Many attendees cheered when IPCC commissioner Cindy Butts announced the officer who shot Baker had been arrested and interviewed under caution on Thursday afternoon.
“This afternoon a firearms officer has been arrested and interviewed under caution. All the other significant firearms officers have provided detailed statements as is normal practice,” she said.
“The evidence we have at this stage does not mean that the officer definitively committed a criminal act and nor does it mean he will necessarily be charged with a criminal offense,” she added.
However, she refused to disclose the grounds under which the officer was arrested.
Asked if she thought the Met had handled the operation well, Butts told RT: “We can’t answer that, we are investigating the circumstances.”
“At the scene was a black Audi. The evidence suggests that Mr Baker was in the car when he was shot. In that car was what appears to be a non-police issue firearm,” Butts said.
“What I can tell you is we do not know if Jermaine was or not sleeping,” she added.
Speaking to RT, a close friend of Baker, who wishes to remain anonymous and claims he was with the victim just hours before he died, said he believes the 28-year-old was “shot while sleeping.”
He called for the Met to issue a public apology.
“They killed my friend, I’ll take it to David Lammy [MP for Tottenham], I’ll take it to the police, and I need an apology,” the friend said.
“I’m devastated,” he said, going on to say another riot, like those which swept England in 2011 in the wake of the police killing of Mark Duggan, “is needed.”
When RT asked Assistant Commissioner King if she regrets what happened and whether the Met would be willing to make an apology, she said: “The Metropolitan Police regrets the fact that a young man from London, Jermaine Baker, is no longer with us.”
“You liar,” one member of the crowd shouted in response.

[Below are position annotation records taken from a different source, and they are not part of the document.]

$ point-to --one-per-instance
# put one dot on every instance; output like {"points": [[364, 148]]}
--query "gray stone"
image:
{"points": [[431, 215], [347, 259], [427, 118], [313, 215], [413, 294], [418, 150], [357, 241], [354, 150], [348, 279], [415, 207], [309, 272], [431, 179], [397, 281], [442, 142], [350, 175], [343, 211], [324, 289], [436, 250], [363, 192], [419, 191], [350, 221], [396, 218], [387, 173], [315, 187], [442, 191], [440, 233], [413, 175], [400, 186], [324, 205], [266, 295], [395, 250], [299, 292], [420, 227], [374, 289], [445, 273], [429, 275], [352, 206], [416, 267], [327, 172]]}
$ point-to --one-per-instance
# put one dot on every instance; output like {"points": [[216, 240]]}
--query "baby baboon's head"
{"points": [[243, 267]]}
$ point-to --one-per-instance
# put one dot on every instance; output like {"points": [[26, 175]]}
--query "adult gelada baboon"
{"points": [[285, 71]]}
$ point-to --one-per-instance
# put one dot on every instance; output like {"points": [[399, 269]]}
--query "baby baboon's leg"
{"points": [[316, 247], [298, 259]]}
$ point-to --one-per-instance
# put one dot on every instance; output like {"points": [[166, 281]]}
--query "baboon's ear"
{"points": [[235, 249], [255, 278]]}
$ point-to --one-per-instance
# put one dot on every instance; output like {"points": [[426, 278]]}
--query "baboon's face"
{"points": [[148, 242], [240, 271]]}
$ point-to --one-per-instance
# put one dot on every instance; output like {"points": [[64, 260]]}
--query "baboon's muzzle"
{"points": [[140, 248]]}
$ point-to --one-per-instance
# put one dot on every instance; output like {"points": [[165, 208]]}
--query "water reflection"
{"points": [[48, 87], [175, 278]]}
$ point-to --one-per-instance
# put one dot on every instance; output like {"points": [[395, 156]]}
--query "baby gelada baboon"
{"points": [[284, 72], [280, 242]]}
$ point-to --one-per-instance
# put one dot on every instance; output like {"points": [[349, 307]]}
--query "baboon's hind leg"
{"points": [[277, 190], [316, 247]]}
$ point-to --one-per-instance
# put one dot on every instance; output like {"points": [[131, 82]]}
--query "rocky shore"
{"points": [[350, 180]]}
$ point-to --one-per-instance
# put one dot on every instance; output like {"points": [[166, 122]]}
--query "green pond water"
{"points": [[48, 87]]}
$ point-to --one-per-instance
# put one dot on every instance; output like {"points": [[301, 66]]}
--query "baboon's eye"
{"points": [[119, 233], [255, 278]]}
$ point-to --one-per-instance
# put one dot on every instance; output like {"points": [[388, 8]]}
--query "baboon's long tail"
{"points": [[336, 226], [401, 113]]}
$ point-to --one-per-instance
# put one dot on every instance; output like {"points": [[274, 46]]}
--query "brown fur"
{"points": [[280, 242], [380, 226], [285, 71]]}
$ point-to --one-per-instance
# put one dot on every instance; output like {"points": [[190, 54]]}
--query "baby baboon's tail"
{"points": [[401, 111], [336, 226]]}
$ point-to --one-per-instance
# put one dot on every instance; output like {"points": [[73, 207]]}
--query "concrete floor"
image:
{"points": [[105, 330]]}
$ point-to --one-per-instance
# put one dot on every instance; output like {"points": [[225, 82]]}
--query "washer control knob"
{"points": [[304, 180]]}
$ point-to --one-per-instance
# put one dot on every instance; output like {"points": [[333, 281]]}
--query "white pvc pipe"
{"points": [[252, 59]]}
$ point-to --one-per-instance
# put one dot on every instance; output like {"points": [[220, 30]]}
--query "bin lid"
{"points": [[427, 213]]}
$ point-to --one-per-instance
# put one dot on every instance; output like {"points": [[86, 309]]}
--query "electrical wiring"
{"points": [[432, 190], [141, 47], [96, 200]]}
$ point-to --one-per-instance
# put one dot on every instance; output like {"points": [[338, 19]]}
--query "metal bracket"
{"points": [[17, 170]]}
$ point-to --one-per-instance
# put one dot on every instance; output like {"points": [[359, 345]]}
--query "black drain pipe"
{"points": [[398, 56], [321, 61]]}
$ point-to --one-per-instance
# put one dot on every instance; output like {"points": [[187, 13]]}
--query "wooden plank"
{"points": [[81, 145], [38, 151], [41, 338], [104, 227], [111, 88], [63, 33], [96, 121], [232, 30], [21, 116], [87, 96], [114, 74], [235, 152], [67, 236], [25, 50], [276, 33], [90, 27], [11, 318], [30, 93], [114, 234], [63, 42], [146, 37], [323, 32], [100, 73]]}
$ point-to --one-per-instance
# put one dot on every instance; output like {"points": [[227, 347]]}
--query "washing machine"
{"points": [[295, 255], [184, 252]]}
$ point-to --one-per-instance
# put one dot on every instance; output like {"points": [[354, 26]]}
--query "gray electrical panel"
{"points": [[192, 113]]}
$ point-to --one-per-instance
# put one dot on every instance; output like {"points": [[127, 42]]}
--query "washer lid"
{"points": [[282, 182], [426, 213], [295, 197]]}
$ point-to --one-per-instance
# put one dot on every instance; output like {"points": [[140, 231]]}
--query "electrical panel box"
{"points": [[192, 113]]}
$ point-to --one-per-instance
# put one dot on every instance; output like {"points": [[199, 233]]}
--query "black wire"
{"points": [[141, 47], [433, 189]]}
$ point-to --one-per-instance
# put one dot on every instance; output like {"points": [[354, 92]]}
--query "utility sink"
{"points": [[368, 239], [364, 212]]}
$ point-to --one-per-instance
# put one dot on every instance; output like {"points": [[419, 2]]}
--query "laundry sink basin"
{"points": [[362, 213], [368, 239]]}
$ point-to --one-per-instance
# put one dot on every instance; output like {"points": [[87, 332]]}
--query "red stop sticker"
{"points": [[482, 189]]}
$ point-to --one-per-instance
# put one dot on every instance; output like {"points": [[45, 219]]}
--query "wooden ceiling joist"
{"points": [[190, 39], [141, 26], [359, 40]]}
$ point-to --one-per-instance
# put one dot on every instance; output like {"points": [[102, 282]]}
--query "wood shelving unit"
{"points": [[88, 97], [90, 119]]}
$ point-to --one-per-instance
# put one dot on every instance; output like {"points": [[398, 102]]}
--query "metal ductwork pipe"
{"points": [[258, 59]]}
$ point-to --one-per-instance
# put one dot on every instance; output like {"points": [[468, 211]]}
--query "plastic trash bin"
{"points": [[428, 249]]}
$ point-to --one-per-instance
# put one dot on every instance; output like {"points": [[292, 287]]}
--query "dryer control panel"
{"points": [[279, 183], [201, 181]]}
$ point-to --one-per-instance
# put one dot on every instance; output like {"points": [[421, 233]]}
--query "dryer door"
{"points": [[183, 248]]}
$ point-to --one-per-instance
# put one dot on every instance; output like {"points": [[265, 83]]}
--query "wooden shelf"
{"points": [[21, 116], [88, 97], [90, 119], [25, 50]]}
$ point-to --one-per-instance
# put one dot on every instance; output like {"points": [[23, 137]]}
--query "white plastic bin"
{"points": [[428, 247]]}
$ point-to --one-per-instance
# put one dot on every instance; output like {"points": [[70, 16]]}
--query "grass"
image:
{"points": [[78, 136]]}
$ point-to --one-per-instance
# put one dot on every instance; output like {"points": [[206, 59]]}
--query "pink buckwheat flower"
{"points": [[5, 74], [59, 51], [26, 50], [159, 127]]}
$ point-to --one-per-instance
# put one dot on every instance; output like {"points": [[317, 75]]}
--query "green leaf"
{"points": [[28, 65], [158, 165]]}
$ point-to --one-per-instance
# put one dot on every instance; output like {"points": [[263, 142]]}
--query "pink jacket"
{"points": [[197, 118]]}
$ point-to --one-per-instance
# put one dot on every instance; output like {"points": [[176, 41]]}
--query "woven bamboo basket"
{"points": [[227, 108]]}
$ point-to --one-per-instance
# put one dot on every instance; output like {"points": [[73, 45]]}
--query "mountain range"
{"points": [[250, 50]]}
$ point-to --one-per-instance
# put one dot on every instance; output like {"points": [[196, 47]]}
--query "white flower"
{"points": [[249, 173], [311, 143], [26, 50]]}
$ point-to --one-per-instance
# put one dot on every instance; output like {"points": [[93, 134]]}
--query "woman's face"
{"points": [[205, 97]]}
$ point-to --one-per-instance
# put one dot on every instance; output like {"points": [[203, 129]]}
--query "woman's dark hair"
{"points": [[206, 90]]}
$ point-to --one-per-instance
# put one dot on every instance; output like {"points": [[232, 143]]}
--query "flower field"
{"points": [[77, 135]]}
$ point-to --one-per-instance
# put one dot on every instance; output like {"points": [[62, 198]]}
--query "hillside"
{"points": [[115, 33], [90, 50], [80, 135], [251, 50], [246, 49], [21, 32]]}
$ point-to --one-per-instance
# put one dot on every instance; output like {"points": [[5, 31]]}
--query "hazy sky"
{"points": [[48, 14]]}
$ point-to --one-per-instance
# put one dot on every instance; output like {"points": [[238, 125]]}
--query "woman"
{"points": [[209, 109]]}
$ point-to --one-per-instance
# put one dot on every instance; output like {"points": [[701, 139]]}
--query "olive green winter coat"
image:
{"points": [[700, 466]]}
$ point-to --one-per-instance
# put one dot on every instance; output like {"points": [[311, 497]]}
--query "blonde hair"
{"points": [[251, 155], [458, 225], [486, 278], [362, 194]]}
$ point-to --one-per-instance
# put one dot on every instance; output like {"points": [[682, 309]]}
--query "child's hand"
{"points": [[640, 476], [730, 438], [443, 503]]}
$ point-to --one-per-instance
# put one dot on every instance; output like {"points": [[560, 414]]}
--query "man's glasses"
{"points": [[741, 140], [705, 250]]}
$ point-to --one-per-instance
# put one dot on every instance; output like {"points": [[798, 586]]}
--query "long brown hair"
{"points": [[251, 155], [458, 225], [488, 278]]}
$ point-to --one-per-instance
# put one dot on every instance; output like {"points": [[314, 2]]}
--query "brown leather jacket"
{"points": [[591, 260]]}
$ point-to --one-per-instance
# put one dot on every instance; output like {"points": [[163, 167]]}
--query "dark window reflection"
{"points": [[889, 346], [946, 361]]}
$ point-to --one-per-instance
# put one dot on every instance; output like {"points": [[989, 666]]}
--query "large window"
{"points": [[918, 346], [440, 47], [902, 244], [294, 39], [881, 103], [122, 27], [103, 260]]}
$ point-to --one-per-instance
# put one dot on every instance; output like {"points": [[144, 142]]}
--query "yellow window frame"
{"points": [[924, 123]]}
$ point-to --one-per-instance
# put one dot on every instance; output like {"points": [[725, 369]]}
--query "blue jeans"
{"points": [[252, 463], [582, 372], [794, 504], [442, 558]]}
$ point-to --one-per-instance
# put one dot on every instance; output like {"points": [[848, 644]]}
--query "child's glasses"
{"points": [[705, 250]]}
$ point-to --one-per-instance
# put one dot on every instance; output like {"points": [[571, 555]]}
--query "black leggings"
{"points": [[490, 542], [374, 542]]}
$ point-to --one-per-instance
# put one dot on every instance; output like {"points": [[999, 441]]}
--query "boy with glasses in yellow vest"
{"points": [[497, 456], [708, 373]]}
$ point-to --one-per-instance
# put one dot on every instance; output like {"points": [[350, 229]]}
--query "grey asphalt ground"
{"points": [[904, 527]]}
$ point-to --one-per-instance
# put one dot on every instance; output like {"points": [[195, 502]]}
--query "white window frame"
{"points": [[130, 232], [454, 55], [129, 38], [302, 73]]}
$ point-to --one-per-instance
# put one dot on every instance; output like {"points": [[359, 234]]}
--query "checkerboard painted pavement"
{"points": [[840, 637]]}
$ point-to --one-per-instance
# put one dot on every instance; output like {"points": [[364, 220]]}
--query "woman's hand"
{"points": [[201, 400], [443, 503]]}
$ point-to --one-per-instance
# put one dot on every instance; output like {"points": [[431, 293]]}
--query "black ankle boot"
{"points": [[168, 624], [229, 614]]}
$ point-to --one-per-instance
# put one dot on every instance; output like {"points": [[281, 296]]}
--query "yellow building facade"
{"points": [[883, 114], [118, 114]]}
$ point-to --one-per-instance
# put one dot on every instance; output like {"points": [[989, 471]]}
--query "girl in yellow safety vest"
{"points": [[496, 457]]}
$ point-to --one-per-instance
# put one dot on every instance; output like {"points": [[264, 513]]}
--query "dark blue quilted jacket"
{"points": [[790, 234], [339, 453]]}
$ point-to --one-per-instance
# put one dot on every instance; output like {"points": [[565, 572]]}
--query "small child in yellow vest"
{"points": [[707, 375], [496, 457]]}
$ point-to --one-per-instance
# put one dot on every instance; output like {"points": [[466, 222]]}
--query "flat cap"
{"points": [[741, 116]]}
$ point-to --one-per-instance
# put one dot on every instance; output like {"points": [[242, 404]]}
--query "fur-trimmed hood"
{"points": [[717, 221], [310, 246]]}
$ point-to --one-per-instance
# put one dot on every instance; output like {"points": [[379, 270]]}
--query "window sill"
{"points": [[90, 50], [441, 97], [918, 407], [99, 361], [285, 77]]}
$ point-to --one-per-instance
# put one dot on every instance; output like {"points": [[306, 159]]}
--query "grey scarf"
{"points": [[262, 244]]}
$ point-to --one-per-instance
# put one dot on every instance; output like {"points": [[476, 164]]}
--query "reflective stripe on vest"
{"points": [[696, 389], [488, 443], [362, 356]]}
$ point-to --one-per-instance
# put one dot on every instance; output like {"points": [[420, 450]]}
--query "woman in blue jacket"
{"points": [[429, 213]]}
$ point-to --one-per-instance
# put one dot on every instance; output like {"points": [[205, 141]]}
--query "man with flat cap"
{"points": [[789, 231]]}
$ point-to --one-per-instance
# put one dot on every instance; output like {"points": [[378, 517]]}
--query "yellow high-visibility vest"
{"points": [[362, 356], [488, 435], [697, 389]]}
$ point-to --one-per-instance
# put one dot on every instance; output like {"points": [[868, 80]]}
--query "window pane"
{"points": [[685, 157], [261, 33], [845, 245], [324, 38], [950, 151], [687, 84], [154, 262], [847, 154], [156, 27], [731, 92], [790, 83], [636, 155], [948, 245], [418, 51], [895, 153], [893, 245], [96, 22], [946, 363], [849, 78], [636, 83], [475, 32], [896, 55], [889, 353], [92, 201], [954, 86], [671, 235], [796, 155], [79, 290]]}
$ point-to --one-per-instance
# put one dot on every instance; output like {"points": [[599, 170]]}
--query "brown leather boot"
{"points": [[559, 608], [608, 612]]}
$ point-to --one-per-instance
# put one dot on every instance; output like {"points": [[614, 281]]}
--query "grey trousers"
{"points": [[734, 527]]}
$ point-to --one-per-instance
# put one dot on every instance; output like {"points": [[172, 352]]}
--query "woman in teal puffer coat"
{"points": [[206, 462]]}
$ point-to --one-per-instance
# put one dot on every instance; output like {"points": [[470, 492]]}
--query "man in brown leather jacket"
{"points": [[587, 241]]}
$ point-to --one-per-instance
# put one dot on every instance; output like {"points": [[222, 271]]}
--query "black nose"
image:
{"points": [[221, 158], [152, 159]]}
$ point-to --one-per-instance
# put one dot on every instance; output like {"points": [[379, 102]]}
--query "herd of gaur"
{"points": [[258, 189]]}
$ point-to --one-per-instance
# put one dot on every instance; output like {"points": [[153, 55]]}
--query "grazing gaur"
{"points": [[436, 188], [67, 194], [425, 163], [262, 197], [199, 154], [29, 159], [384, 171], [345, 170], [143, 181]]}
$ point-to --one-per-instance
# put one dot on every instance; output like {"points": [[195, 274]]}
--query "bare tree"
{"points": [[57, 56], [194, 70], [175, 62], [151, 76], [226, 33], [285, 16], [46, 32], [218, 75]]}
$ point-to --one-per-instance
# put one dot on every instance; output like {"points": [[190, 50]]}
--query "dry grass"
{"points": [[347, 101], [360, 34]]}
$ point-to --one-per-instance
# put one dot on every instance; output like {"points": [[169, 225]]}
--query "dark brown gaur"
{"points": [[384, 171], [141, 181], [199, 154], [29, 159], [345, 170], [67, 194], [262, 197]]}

“He was sleeping in his car and you lot shot him, why did you shoot him?” a friend of Baker said.
Another man attending the meeting called for Met Commissioner Sir Bernard Hogan-Howe to resign.
‘He was no gangster, poor reporting’
“I’ve known Baker for my whole life. He was nothing like how he was portrayed in the media, he was no gangster,” Baker’s friend told RT.
His comments come in response to several media reports that called Baker a “gangster.”
Chief Superintendent Victor Olisa said police records and research do not indicate Baker was a gangster, suggesting the media made up the claims.
MP Lammy further criticized the media’s “poor reporting” of the incident.
“There has been some very poor reporting, and that is why with the family’s lawyer I contacted the attorney general, and the attorney general two days ago issued a notice to the media to remind them that they would be in contempt of court if they continue to write in the vein that some of them have written,” he said.
In 2014, the Met announced its officers would start wearing body cameras as part of plans to improve transparency and accelerate convictions.
The announcement followed criticism of the force’s handling of the death of Mark Duggan, the 29-year-old whose killing by police sparked the 2011 riots.
Several activists at the community meeting questioned why the officer who shot Baker was not wearing a body camera, despite this being a pre-planned operation.
British race relations activist Lee Jasper said he is “furious” the officer was not wearing a body camera.
“The body cameras have been offered as the salivation technology tool to rebuild confidence between black communities and the police,” he told RT. “The whole issue of body cams is a sham.”
Jasper claimed there is a “very strong indication” Baker was unlawfully killed.
“The IPCC certainly doesn’t make decisions to enter a homicide investigation and to arrest an officer unless they have compelling and strong evidence,” he said.
Tottenham Rights coordinator Stafford Scott urged police: “Do not shoot anybody or kill anybody until all officers are wearing body cameras.”
However, on Tuesday, Met Commissioner Hogan-Howe said body cameras are “too big” to be worn by undercover officers.
“All of the officers who took part in the operation on Friday 11 December were doing a job, one that we as senior officers in the MPS asked of them,” a Met police spokesman said.